Code style/check improvement ideas

BAMresearch / probeye

A general framework for setting up parameter estimation problems.

MIT License

5 stars 5 forks source link

Code style/check improvement ideas #40

Closed rozsasarpi closed 2 years ago

rozsasarpi commented 2 years ago

@aklawonn @TTitscher, I wanted to hear your thoughts on these suggestions:

1) Adding type hinting to probeye code, this would have the following advantages (the order reflect their importance to me):

PyCharm and comparably smart IDEs can do type checking and catch errors even without running the code.
Easier to understand what a function or class does compared to reading the types from the docstring.
One does not need to type the type in the documentation (documentation generators can use this information to generate good looking documentation).

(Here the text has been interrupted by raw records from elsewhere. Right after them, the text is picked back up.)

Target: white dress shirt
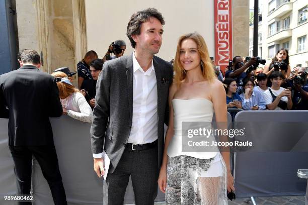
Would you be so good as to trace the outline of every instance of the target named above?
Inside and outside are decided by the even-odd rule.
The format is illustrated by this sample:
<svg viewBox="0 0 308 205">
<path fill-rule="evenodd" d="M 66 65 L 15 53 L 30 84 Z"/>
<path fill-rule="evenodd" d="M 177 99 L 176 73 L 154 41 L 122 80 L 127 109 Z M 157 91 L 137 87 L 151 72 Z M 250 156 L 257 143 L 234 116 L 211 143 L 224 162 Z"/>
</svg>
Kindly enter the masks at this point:
<svg viewBox="0 0 308 205">
<path fill-rule="evenodd" d="M 142 69 L 133 55 L 132 123 L 127 142 L 142 145 L 157 140 L 157 82 L 152 60 L 151 66 L 146 72 Z M 93 154 L 101 158 L 102 153 Z"/>
<path fill-rule="evenodd" d="M 157 83 L 152 60 L 144 72 L 133 53 L 133 113 L 129 143 L 143 144 L 158 139 Z"/>
</svg>

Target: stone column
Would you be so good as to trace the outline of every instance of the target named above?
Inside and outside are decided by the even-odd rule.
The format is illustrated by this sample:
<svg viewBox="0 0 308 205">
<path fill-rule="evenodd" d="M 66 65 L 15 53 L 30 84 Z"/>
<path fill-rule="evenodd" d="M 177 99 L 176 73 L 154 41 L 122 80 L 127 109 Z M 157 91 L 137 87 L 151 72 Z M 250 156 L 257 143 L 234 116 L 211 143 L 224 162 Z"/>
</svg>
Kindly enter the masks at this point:
<svg viewBox="0 0 308 205">
<path fill-rule="evenodd" d="M 249 1 L 233 1 L 233 56 L 249 53 Z"/>
<path fill-rule="evenodd" d="M 75 64 L 77 64 L 87 51 L 85 0 L 73 1 L 72 10 L 75 37 Z"/>
</svg>

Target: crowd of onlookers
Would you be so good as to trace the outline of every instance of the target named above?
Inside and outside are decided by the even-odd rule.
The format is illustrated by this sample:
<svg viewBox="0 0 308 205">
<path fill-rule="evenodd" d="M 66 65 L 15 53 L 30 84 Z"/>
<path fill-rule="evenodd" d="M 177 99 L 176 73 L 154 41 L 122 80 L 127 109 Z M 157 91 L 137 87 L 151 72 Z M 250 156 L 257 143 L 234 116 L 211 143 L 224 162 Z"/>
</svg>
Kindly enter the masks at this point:
<svg viewBox="0 0 308 205">
<path fill-rule="evenodd" d="M 308 110 L 308 70 L 291 70 L 287 49 L 280 49 L 264 68 L 255 66 L 258 57 L 247 59 L 235 57 L 221 80 L 229 111 Z"/>
<path fill-rule="evenodd" d="M 77 72 L 70 72 L 67 67 L 53 71 L 52 75 L 56 79 L 63 115 L 84 122 L 92 121 L 96 83 L 103 64 L 122 56 L 125 49 L 124 41 L 117 40 L 110 44 L 102 59 L 94 51 L 87 52 L 77 64 Z M 112 53 L 114 55 L 111 57 Z M 224 73 L 214 68 L 217 79 L 224 86 L 229 112 L 308 110 L 308 71 L 301 67 L 291 70 L 287 49 L 279 50 L 264 68 L 259 66 L 259 62 L 258 57 L 235 56 Z M 72 76 L 76 73 L 78 88 L 73 85 Z"/>
</svg>

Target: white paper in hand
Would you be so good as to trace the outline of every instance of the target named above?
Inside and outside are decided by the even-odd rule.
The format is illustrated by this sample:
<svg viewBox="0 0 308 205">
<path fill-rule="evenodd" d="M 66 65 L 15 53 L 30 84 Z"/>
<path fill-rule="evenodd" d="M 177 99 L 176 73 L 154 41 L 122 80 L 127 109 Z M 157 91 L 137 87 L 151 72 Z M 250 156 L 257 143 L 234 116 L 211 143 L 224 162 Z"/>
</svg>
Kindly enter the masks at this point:
<svg viewBox="0 0 308 205">
<path fill-rule="evenodd" d="M 105 167 L 105 175 L 104 175 L 104 179 L 106 181 L 107 175 L 108 173 L 109 166 L 110 165 L 110 159 L 108 157 L 105 150 L 103 151 L 103 159 L 104 160 L 104 166 Z"/>
</svg>

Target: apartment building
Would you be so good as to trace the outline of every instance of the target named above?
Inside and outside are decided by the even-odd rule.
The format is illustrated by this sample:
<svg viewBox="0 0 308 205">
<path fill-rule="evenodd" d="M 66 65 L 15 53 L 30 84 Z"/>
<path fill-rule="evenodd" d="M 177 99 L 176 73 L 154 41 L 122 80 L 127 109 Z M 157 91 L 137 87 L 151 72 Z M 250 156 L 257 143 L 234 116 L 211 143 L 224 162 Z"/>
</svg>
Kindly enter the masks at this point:
<svg viewBox="0 0 308 205">
<path fill-rule="evenodd" d="M 289 50 L 291 68 L 297 65 L 308 67 L 307 3 L 306 0 L 263 1 L 262 21 L 259 25 L 259 56 L 270 61 L 279 49 L 285 48 Z M 253 30 L 251 26 L 250 54 L 252 54 Z"/>
</svg>

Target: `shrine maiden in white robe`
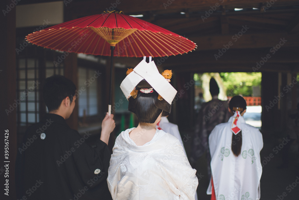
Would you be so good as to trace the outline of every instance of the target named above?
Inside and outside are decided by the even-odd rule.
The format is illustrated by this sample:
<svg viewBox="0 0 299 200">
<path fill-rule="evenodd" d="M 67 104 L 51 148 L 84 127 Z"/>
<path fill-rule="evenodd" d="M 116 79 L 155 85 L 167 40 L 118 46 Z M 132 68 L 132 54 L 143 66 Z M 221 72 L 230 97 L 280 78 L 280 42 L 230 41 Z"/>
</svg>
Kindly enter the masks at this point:
<svg viewBox="0 0 299 200">
<path fill-rule="evenodd" d="M 239 117 L 242 147 L 237 157 L 231 150 L 231 129 L 234 118 L 216 126 L 209 137 L 211 168 L 215 194 L 220 200 L 255 200 L 260 197 L 262 175 L 260 152 L 263 143 L 258 129 L 245 123 Z M 210 181 L 207 194 L 212 193 Z"/>
<path fill-rule="evenodd" d="M 127 129 L 118 137 L 107 181 L 114 200 L 194 199 L 198 181 L 177 138 L 157 129 L 137 146 Z M 142 137 L 142 135 L 141 135 Z"/>
</svg>

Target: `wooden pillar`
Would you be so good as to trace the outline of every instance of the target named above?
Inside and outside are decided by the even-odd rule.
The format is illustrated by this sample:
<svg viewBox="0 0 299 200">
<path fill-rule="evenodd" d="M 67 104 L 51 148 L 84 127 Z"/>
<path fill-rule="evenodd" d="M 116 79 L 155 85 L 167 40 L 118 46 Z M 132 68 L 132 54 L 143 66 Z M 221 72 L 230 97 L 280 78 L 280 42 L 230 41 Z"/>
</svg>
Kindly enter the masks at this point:
<svg viewBox="0 0 299 200">
<path fill-rule="evenodd" d="M 9 178 L 4 178 L 4 172 L 0 172 L 0 185 L 2 189 L 1 196 L 5 197 L 5 199 L 16 199 L 15 184 L 15 166 L 17 153 L 17 129 L 16 108 L 15 108 L 11 112 L 7 114 L 5 109 L 10 110 L 10 105 L 13 105 L 16 102 L 16 7 L 8 10 L 7 8 L 8 5 L 12 4 L 9 0 L 1 1 L 1 7 L 3 10 L 8 10 L 5 13 L 5 16 L 1 17 L 0 26 L 2 27 L 0 35 L 2 39 L 0 45 L 1 51 L 0 52 L 0 60 L 1 65 L 0 66 L 0 84 L 1 86 L 1 95 L 0 95 L 0 104 L 1 106 L 1 120 L 0 127 L 1 138 L 0 139 L 0 168 L 5 164 L 8 164 Z M 14 5 L 13 5 L 14 6 Z M 10 8 L 9 8 L 10 9 Z M 3 13 L 2 13 L 3 14 Z M 15 105 L 16 105 L 15 104 Z M 4 143 L 5 130 L 8 130 L 9 133 L 7 139 L 9 141 L 8 159 L 4 158 Z M 4 162 L 4 161 L 10 161 Z M 5 179 L 9 179 L 9 196 L 4 195 Z"/>
<path fill-rule="evenodd" d="M 292 83 L 295 82 L 295 80 L 297 78 L 297 73 L 292 73 Z M 297 109 L 297 84 L 294 84 L 292 88 L 292 109 L 294 110 Z"/>
<path fill-rule="evenodd" d="M 64 60 L 64 76 L 75 84 L 78 89 L 78 72 L 77 54 L 71 53 Z M 79 97 L 80 97 L 80 96 Z M 78 101 L 77 101 L 73 113 L 66 120 L 66 122 L 71 128 L 78 130 Z"/>
<path fill-rule="evenodd" d="M 276 89 L 278 80 L 277 72 L 262 72 L 262 128 L 263 130 L 267 132 L 281 128 L 279 121 L 281 113 L 277 109 L 277 103 L 273 103 L 275 96 L 278 95 L 278 90 Z M 271 88 L 274 89 L 270 89 Z"/>
</svg>

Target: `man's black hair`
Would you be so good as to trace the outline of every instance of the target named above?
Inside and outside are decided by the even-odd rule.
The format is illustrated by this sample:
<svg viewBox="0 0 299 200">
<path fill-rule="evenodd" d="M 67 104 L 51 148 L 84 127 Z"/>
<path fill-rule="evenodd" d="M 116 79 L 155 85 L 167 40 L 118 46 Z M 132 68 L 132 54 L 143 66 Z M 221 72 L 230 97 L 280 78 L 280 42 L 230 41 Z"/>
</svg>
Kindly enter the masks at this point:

2) Follow (and possible enforce) a coding style and apply code checks (related to #25):

black, isort, flake8, mypy, etc. (or their subset).
these could be added to the .pre-commit-config.yaml and run with the CI pipeline as well.

TTitscher commented 2 years ago

Generally, coming from C++, I actually prefer static type systems due to all the reasons you listed. It is just that python is not a statically typed language. And at some points, it is really useful: Why annotate some mathematical functions to take numpy.ndarray when they would equally work with a tf.Tensor? In C++, you would create an abstract vector class and could implement it for various math backends. So the big advantage of python for me was to get rid of this "boilerplate". And it turns out, if we wanted to support this "static duck typing", e.g. via protocols, we are back to the boilerplate. On the other hand, the duck typing cases in probeye may be limited. You decide.
I support that. It could "just" be CI pipeline check, that fails, if the code is formatted incorrectly. But maybe that discussion is better suited for #25

rozsasarpi commented 2 years ago

Why annotate some mathematical functions to take numpy.ndarray when they would equally work with a tf.Tensor

If you annotate them in the docstring, which is the case for now as far as I can tell, I think it is more convenient to use type annotations.

from typing import Union

matrix = Union[np.ndarray, tf.Tensor]

def myfun(x: matrix) -> matrix:
    return 2*x

TTitscher commented 2 years ago

And then torch.Tensor and scipy.sparse.csr_matrix comes along... :) With those protocols, you could actually formulate the real intention of

def myfun(x: multiplicable_by_scalar)
   return 2*x

But as I tried to express above: I generally like (the benefits of) static types and the duck typing cases within probeye may be limited or not existent.

aklawonn commented 2 years ago

For me, one small thing that bothers me about type hinting is that the information for one argument is visually split into two places. Especially in cases when several arguments are given, I feel like my eyes are always jumping back and forth, while with common docstrings, everything is visually in one place. Another annoying thing is that we'd have to put some work into reformulating all the function headers and doctrings. But if the majority prefers type hinting, I won't stand in the way.
I think it it's a good idea to do some code-style checking. Do you have a style you prefer?

TTitscher commented 2 years ago

A quick web search resulted in https://github.com/chadrik/doc484, a tool to automatically convert docstrings to type annotations. Maybe there are more popular ones out there. Or is it even a feature in pycharm?

rozsasarpi commented 2 years ago

information for one argument is visually split into two places

That's a good point. Still I have a mild preference for type hinting, but of course I can live without it as well.

Do you have a style you prefer?

I would go with the most commonly used one(s) to make it familiar to the largest number of people, so they are not hindered in contributing. I think black and flake8 are the most common ones.